Hemoclips, originally developed 3 decades ago in Japan by Jensen and Machicado [15], have been used for endoscopic hemostasis since then and their use has been expanded to the management of many types of perforations and fistulas. However, their application in reinforcing band ligation has not previously been described. The use of small hemoclips can help reduce tension of the gastric wall, a much easier task than repairing a defect in the wall. Hemoclips placed around the ligation band could prevent premature exfoliation of the tumors effectively and sustain a decompressive effect, even after exfoliation of tumors.

It is also the first time that medical adhesive was used in strengthening ligation. Compound medical adhesive was originally developed for hemostasis and wound sealing. The main purpose of using medical adhesive in this procedure was to immobilize the hemoclips firmly and prevent their premature detachment from the gastric wall effectively. In this study, the retention time for these hemoclips ranged from 1 week to 1 year, much longer than the 2 weeks reported by Jensen et al. [16].

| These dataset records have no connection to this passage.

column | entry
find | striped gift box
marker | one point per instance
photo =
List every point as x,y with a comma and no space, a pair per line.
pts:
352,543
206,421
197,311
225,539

In conclusion, hemoclip-reinforced endoscopic band ligation with systematic follow-up using EUS appears to be a simple and effective technique for resection of small GISTs in the fundus by decreasing the risk of perforation. Although it cannot completely prevent perforation during the band exfoliation process, it can minimize a peritoneal cavity inflammation reaction and avoid the following necessary surgical intervention. Patients with GISTs located in gastric fundus should prolong the fasting time after the ligation.

Conflict of Interests

The authors declare that there is no conflict of interests regarding the publication of this paper.